Should we build a generic security unit test suite

Question

As part of our secure SDLC, we are delivering security as security requirements directly into the backlog of an application team. The security requirements will directly correlate to the functional features being delivered in the iteration. I am predominantly talking about application-based controls (code level) here.

As part of that, we are looking to encourage unit testing for those requirements as a mechanism for fully validating their implementation and going one step further we are hoping to foster the practice of TDD - i.e. the developer will develop a unit test for security functionality e.g. input validation for path traversal, etc.

I have read that it would be a good idea for us to develop a generic unit test suite for this.

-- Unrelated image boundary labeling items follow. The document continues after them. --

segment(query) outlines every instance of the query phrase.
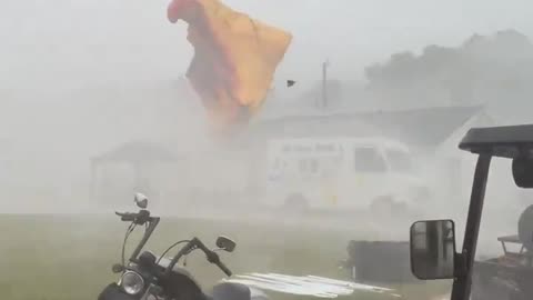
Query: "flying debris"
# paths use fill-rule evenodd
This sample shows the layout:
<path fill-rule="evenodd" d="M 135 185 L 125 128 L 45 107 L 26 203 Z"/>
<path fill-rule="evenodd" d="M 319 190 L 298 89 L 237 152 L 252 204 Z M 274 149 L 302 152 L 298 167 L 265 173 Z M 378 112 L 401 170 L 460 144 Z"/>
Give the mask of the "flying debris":
<path fill-rule="evenodd" d="M 224 279 L 224 281 L 262 290 L 318 298 L 338 298 L 339 296 L 352 294 L 354 291 L 388 293 L 401 298 L 392 289 L 316 276 L 295 277 L 279 273 L 249 273 L 234 276 L 231 279 Z"/>
<path fill-rule="evenodd" d="M 296 84 L 296 81 L 294 81 L 294 80 L 288 80 L 288 81 L 286 81 L 286 87 L 288 87 L 288 88 L 290 88 L 290 87 L 292 87 L 292 86 L 294 86 L 294 84 Z"/>
<path fill-rule="evenodd" d="M 189 24 L 187 78 L 218 131 L 247 123 L 269 92 L 292 36 L 219 0 L 172 0 L 168 19 Z"/>

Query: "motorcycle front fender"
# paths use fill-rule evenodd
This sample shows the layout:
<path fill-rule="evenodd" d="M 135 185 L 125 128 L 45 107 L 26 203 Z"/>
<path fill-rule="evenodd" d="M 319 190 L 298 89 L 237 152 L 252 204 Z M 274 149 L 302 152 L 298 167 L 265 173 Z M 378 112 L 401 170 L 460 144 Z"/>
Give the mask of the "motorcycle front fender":
<path fill-rule="evenodd" d="M 98 300 L 133 300 L 124 293 L 117 283 L 111 283 L 98 296 Z"/>

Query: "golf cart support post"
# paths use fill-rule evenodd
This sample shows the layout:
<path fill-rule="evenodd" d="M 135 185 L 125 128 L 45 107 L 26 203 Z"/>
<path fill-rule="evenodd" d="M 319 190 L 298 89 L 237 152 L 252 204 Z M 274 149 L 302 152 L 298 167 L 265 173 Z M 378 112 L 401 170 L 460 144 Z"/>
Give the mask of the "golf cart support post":
<path fill-rule="evenodd" d="M 461 252 L 456 252 L 453 259 L 453 274 L 446 274 L 444 278 L 453 279 L 453 288 L 451 300 L 467 300 L 470 298 L 470 289 L 472 283 L 472 270 L 474 264 L 477 236 L 480 231 L 480 222 L 483 210 L 483 201 L 489 178 L 489 168 L 492 157 L 512 159 L 513 178 L 516 186 L 521 188 L 533 188 L 533 124 L 494 127 L 494 128 L 473 128 L 460 142 L 461 150 L 470 151 L 477 154 L 477 163 L 475 167 L 474 181 L 469 206 L 466 219 L 466 228 L 464 233 L 463 247 Z M 447 220 L 450 221 L 450 220 Z M 421 223 L 441 222 L 441 221 L 420 221 Z M 452 221 L 450 221 L 452 222 Z M 416 224 L 416 223 L 415 223 Z M 416 273 L 418 268 L 432 266 L 440 268 L 439 263 L 442 259 L 429 259 L 422 257 L 416 259 L 416 242 L 413 240 L 413 227 L 411 227 L 411 268 L 414 276 L 420 279 L 439 279 L 436 273 L 443 272 L 435 269 L 435 276 L 423 277 Z M 435 234 L 428 232 L 425 238 Z M 454 234 L 452 232 L 452 234 Z M 441 242 L 445 237 L 441 238 Z M 431 250 L 426 250 L 431 251 Z M 428 254 L 428 253 L 424 253 Z M 436 261 L 441 260 L 441 261 Z M 446 261 L 444 261 L 446 262 Z M 434 267 L 436 266 L 436 267 Z M 420 269 L 420 270 L 421 270 Z"/>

Now I have to ask - Would it?

Would it really be a good idea for us to develop a bunch of JUNIT tests to integrate into development teams projects? Is there not an issue around flexibility here in that we would pretty much be standardising the how, the parameters, and the naming of security functions for development teams?

Maybe there is another way we could develop generic unit tests that would allow developers to call their bespoke methods without them following the method signatures of our test frameworks that I am not aware of? I imagine the overhead for integrating this would be huge!

Does developing the test not fly in the face of TDD in that the developer doesn't need to "think about what he is delivering and write a test first"?

My gut says the test suite should be sudo code for each requirement with outliers and negative and positive scenarios that the developers must implement - this way it wouldn't matter if we are writing it in C, C# Java or python etc.

Is this not a better approach?

Answer 1

Yeah, I'm having the same debate with my teams and I am equally conflicted about it.

Arguments for security unit tests:

• Reusability / automation of security testing (ie you can re-use security unit tests against new products / features without needing time from the appsec team for manual testing)
• Regression testing: continue testing for these security defects in the future, not a point-in-time manual test.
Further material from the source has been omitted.